Publicado em 07/11/2018

por Álvaro André Zeini Cruz

  Sempre que via os filmes de Godard, tinha a sensação de que eram para ser vistos no cinema, mas, por vários motivos, nunca havia conseguido vê-los assim. Godard não é meu preferido: costumo brincar que, caso os cineastas da Nouvelle Vague estivessem à deriva e eu só pudesse salvar um, salvaria Éric Rohmer. De qualquer forma, nessa situação hipotética, Godard provavelmente sobreviveria; boiaria na correnteza de seus planos e vozes, de sua Imagem e Palavra. 

  Sessão lotada, sala quente, um incomum remexer nas poltronas. A certa altura de Imagem e Palavra, uma senhora sai batendo os tamancos, que ecoam mesmo fora da sala. Ela não fora a única; as laterais tinham um vai e vem incomum, mas ninguém se manifestava contra; era como se houvesse uma empatia mútua entre nós, violados pela tela.

  Isso porque as imagens de Godard são violentas: oscilam de uma afinada escala de cinzas à saturação excessiva, da granulação à nitidez, do envelhecimento do analógico ao bug da imagem digital incompleta. Tudo isso numa rapidez de confrontos inesperados, de imagens que se invadem, se sobrepõem. Mas não são imagens líquidas, que escorrem por um tempo igual; pelo contrário, são monolitos que se chocam e se desfazem em lascas, que acertam em cheio os olhos da plateia, acostumados – ou aprisionados – por imagens anestésicas. Da violência vem a liberação e não é incomum que os olhos vaguem da tela para as laterais, para a sala, numa sensação de mediunidade consciente, corroborada pelas falas desconexas do sistema 7.1, que remetem a um ritual de hipnose.
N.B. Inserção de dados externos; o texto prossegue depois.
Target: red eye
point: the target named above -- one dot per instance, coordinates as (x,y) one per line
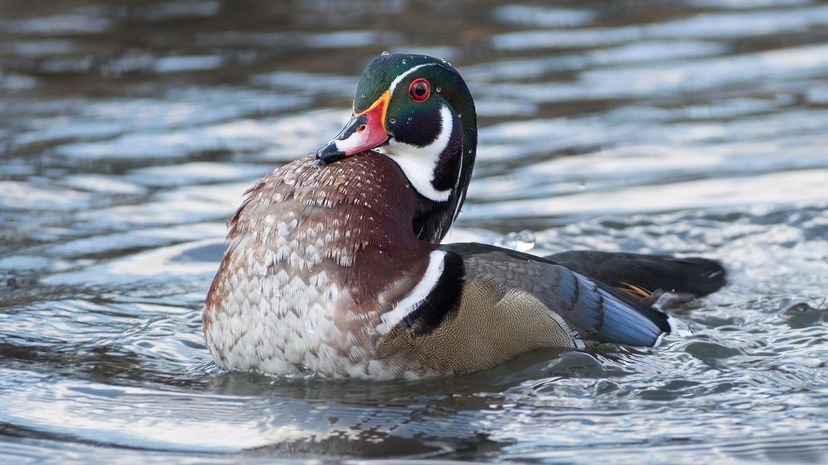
(419,90)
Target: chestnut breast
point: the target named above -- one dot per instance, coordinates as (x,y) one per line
(315,255)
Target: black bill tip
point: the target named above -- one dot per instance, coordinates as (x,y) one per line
(329,154)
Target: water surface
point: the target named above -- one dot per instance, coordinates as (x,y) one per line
(129,131)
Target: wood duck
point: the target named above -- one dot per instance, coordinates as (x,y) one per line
(334,265)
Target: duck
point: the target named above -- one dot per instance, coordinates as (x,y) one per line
(335,265)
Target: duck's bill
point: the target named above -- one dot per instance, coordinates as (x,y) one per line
(364,131)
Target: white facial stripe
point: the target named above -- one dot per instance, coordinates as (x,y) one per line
(402,76)
(418,163)
(436,263)
(352,142)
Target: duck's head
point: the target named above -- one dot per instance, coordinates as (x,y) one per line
(418,111)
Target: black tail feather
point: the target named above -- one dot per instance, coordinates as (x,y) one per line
(648,273)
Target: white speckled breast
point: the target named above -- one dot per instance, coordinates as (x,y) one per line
(313,261)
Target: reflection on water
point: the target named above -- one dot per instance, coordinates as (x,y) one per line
(129,131)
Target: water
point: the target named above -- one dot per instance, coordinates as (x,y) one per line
(129,131)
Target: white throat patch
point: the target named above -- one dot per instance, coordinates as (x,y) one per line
(418,163)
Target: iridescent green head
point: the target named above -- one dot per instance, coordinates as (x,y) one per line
(418,111)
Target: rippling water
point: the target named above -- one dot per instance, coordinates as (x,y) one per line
(129,130)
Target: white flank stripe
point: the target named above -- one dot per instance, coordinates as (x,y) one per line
(407,305)
(418,163)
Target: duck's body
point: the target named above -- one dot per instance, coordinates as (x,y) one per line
(336,268)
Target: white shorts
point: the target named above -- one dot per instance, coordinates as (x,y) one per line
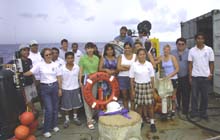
(30,92)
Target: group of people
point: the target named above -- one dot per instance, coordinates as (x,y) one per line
(60,74)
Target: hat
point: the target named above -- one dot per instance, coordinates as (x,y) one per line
(23,46)
(33,42)
(113,107)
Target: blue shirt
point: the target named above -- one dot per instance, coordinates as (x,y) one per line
(182,61)
(124,39)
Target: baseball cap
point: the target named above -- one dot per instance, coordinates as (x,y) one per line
(33,42)
(23,46)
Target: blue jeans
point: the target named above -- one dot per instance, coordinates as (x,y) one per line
(199,88)
(50,98)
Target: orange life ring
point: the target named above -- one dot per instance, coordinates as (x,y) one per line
(92,79)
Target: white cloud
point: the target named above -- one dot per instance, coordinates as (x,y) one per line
(93,20)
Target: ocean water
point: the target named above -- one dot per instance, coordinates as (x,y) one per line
(7,51)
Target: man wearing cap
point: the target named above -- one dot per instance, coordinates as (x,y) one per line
(123,36)
(36,58)
(34,53)
(29,86)
(63,48)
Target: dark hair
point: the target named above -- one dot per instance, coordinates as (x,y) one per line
(76,44)
(124,28)
(147,45)
(68,54)
(138,42)
(43,51)
(199,34)
(108,45)
(54,48)
(89,45)
(141,49)
(64,40)
(181,39)
(127,43)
Ao expulsar o olhar do espectador da tela, Godard profana parte da experiência cinematográfica, mas, paradoxalmente, ao arremessá-lo à sala, rematerializa o espaço que envolve o quadro, a caverna escura. A expulsão e o distanciamento fazem parte dessa experiência, que cria uma nova ao lembrar que há em volta um espaço singular, que intervala um mundo para construir outro. Um espaço sagrado. É uma experiência dolorosa, porque mutila qualquer possível latência do olhar. Não é por acaso que uma das primeiras imagens do filme é justamente aquela célebre de Um Cão Andaluz, de Luis Buñuel: o olho literalmente cortado, aberto por uma navalha.